- Interactive map of La Jolla
- Coordinates: 33°51′27″N 117°52′35″W﻿ / ﻿33.8575151°N 117.8764474°W
- Country: United States
- State: California
- County: Orange
- City: Placentia
- Time zone: PST
- • Summer (DST): PDT
- Website: placentia.org

= La Jolla, Placentia, California =

La Jolla is a small neighborhood in Placentia, California, in northern Orange County. Traditionally, La Jolla has largely been made up of Hispanics, but does have some non-Hispanic whites and people of other races. This small neighborhood was once known as La Jolla Colony, Placentia, and was not considered part of unincorporated Anaheim. Today, like the nearby community of Atwood, La Jolla is part of the City of Placentia. Since its construction, La Jolla has been bisected by the Orange (57) Freeway; however, there is a traffic and pedestrian bridge over the freeway.

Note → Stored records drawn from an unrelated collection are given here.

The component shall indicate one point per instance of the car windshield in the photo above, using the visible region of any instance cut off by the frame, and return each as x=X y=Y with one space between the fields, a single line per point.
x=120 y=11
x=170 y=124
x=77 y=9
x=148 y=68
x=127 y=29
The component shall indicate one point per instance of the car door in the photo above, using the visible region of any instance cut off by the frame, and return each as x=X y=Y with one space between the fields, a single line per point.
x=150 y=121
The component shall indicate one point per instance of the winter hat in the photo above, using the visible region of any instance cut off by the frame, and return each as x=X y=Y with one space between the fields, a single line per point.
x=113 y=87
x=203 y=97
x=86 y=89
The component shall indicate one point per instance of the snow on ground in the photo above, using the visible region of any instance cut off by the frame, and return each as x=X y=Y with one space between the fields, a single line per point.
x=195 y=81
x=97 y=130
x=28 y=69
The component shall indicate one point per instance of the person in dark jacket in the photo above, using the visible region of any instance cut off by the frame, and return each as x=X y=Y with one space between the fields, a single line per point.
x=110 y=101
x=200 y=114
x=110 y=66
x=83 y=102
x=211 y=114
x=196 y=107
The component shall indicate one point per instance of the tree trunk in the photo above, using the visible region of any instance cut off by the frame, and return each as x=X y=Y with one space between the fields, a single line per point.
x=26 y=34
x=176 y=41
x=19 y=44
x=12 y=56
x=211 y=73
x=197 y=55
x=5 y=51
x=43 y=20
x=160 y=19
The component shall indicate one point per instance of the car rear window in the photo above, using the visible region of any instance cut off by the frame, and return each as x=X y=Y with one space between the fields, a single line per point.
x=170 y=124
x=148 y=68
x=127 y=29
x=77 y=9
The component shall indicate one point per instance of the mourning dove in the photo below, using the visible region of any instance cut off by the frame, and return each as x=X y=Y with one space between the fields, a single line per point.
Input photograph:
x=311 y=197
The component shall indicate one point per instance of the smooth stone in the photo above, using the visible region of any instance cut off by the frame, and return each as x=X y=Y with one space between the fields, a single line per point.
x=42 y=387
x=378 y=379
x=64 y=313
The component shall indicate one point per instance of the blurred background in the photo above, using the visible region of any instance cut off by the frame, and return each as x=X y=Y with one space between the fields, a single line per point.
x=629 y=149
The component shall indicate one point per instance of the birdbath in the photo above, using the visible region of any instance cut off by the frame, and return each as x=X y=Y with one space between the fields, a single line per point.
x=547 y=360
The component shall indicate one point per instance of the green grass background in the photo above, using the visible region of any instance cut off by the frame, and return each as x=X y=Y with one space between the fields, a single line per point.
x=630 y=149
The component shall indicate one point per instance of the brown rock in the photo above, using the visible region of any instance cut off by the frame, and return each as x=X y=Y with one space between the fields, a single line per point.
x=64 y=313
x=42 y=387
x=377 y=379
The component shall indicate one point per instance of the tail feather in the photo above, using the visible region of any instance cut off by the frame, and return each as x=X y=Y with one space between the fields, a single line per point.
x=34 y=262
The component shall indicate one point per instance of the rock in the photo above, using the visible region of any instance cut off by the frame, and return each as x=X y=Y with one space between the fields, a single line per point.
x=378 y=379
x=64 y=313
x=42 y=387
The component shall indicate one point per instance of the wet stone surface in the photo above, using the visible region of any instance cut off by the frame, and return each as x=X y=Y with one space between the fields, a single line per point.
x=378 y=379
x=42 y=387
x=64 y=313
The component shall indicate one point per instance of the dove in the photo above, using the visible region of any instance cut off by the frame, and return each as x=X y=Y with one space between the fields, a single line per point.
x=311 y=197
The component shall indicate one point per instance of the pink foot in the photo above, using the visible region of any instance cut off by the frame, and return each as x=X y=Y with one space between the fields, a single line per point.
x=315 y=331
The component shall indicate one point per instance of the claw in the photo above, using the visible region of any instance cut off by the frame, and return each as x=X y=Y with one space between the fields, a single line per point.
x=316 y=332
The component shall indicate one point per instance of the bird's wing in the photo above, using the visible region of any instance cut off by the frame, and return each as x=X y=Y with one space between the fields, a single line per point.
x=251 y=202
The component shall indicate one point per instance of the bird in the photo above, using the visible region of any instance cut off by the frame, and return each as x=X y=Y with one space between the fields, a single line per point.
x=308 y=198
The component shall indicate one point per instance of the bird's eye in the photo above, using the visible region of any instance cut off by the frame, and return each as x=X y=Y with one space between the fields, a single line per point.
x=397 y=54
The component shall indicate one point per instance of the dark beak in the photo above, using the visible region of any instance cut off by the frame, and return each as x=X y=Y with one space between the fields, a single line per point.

La Jolla was severely damaged in the Orange County flood of 1938 which destroyed almost every structure in the area with the exception of McFadden School, a small church, and about 7 blocks of homes.

La Jolla is primarily a residential area made up of older single-family homes and several apartment complexes. La Jolla does not have many businesses except for a couple of small independent neighborhood markets. The three main stores in the area are the Urdiano's Market on West La Jolla Street, Gonzales Market on the east side of the 57 Freeway, and Pee Wee's Market on the west side. The Gonzales Market is believed to have been constructed shortly after the Orange County flood of 1936. Pee Wee's Market was opened in late 1959 by the Magaña family, long-time residents of Placentia.

The corner of La Jolla Street and Melrose at the east end of the La Jolla neighborhood was once the site of McFadden Elementary School, a segregated Mexican-only school. The school was torn down in the early 1980s and was later replaced by Melrose Elementary School. The attached park is still known as McFadden Park.

Brent Liles, former bassist for Social Distortion, died on January 18, 2007, in La Jolla. He was struck by a truck as he rode his bicycle across a street.